3 October 2014DVB

A Rohingya girl (Steve Gumaer/Flickr).

The government’s action plan for Arakan (Rakhine) State, which was drafted under a shroud of secrecy and which has not been released to the public, was roundly criticised by Human Rights Watch (HRW) on Friday, which warned that it would ”entrench discriminatory policies that deprive Rohingya Muslims in Burma of citizenship and lead to the forced resettlement of over 130,000 displaced Rohingya into closed camps.”

“It is nothing less than a blueprint for permanent segregation and statelessness that appears designed to strip the Rohingya of hope and force them to flee the country,” Phil Robertson, HRW’s deputy Asia director, said. The draft Rakhine State Action Plan, which has not been released to the public, is intended to be a comprehensive doctrine covering development, humanitarian, security, and ethnic issues in Arakan, including – most controversially – the thorny issue of Rohingya citizenship. Under Burma’s 1982 citizenship law, most were rendered stateless, despite claiming ancestry in the region dating back generations.

A draft of the plan, obtained by DVB, does not specifically state whether the displaced will be allowed to return to where they came from, however a subsection claims that the government will, “to the extent possible, make alternate plans for IDPs who do not want to go back to the places of origins [sic].” The document claims that relocation efforts for “Bengalis” – the government’s preferred term for the Rohingya – will occur in April and May of next year, although it does not specify where they will be relocated to.

But Human Rights Watch warns that the government’s planned solution will result in permanent segregation, entrenching the systemic persecution to which the Rohingya are currently subjected.

“Moving the Rohingya further from urban areas to isolated rural camps will violate their basic rights, make them dependent on outside assistance, and formalize the land grab of Rohingya property,” Robertson said.

A pilot of the citizenship verification programme recently concluded in Myebon Township, through which 40 Rohingyas were reportedly issued “naturalized” citizenship. Under Burma’s stratified citizenship laws, this grants them fewer privileges than those with “full” citizenship rights. According to the draft plan, the government intends to wrap up the citizenship verification process in its entirety by October 2016.

Rohingyas that desire naturalized status will have to officially repudiate their claim to Rohingya identity, and will be forced to register as “Bengalis,” a term they find derogatory. According to the draft plan, people “who reject definition in the existing laws” will be ineligible for citizenship, because the term “Rohingya” does not appear on a list of 135 officially-recognised “national races.”

For those that refuse to give up their ethnic identity or who are otherwise deemed ineligible for citizenship, the plan claims they “will be handled according to Myanmar Laws and Procedures” adding, ominously, “that sheltering illegal immigrants is a chargeable offense under applicable laws.”

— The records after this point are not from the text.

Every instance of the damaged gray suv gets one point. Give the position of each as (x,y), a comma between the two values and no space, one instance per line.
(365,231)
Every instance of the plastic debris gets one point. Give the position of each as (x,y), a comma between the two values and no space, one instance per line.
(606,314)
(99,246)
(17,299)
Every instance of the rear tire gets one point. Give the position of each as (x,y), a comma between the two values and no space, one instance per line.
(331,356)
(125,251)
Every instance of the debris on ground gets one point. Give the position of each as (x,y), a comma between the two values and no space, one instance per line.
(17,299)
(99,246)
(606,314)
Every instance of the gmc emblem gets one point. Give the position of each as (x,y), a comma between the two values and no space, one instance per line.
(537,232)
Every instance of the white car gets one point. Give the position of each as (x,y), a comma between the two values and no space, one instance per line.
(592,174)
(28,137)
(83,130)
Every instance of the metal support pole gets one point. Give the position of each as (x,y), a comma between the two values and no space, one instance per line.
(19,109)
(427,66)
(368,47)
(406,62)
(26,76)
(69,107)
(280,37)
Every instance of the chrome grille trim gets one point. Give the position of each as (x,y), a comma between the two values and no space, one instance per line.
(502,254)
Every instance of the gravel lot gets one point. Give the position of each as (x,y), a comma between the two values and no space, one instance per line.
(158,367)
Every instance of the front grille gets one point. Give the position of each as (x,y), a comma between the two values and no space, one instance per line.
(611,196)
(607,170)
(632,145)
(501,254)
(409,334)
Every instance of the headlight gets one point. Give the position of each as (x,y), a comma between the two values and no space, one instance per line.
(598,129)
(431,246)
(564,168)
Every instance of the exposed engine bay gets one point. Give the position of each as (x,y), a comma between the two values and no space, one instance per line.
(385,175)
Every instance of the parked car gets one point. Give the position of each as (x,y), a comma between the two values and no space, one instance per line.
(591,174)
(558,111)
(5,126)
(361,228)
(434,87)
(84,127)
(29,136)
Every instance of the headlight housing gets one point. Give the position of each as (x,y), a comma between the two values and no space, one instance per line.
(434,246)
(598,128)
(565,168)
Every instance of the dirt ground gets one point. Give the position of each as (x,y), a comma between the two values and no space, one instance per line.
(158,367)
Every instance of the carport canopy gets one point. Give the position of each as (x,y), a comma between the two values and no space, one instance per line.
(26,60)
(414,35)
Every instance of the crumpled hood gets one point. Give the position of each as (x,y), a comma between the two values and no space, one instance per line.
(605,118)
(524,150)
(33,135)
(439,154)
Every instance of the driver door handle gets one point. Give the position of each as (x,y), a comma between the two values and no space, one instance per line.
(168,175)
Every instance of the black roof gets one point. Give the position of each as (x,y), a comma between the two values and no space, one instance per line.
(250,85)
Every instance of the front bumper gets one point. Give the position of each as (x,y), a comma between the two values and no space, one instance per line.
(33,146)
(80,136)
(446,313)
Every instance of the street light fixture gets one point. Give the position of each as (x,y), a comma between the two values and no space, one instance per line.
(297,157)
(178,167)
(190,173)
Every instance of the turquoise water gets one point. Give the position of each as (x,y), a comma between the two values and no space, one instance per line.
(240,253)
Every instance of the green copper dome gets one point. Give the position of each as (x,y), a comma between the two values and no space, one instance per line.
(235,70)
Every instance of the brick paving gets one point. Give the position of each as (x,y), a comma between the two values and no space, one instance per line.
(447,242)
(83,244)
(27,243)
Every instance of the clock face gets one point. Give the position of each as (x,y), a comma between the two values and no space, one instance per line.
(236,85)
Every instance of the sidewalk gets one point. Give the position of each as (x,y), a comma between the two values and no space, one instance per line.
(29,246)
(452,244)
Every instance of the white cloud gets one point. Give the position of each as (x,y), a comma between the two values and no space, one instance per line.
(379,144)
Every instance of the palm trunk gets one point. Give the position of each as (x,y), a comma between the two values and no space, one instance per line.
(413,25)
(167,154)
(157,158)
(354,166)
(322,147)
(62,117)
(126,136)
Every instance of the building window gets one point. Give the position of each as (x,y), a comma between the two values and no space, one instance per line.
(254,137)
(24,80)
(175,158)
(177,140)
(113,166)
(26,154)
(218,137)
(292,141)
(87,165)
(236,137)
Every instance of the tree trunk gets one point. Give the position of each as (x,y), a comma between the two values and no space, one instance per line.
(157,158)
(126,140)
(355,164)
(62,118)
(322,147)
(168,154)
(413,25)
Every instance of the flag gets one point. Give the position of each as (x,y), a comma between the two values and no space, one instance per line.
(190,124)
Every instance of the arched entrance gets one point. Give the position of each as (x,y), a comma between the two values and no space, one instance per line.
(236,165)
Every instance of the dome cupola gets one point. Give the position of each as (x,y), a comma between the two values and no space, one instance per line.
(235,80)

The plan calls for the construction of “temporary camps in required numbers for those who refuse to be registered and those without adequate documents,” which Human Rights Watch claims “amounts to arbitrary, indefinite detention with the possibility of deportation.”

The government appears ready to approach the UN Refugee Agency (UNHCR) for assistance with resettling Rohingyas denied citizenship to third countries, which it claims it is within its rights to do “on the basis that Myanmar as a sovereign state has its own immigration laws,” adding that “Myanmar is granting appropriate documentation only to those who qualified according to its Citizenship Law.”

But, as the UN’s Special Rapporteur to Burma, Yanghee Lee, pointed out in a July speech, Burma’s 1982 citizenship law is “not in line with international standards.” A UNHCR spokesperson told DVB earlier this week that the government has not as yet made a formal request to the agency’s offices in Yangon for assistance, but if a request were to be made, such assistance was unlikely to be forthcoming.

“We only consider the option of resettlement for recognised refugees, who have, by definition, crossed international borders, which is not the case in this context,” the spokesperson said. “That is not an option we are contemplating.”

On Wednesday, Burma’s foreign minister, Wunna Maung Lwin, alluded to the existence of the Rakhine Action Plan at a speech to the UN General Assembly, and called on the international community to provide the restive state with increased aid. He claimed that Burma had cleared “all major concerns related to human rights,” implying that the country’s questionable human rights record should no longer receive special scrutiny by the UN.

In his annual report to the UN General Assembly’s Third Committee, Secretary-General Ban-Ki Moon deemed the human rights situation in Arakan to be of particular concern, noting that, “while the government of Myanmar has repeatedly made strong statements of actions to be taken against perpetrators of violence, these have not been conveyed with sufficient firmness to the local level.”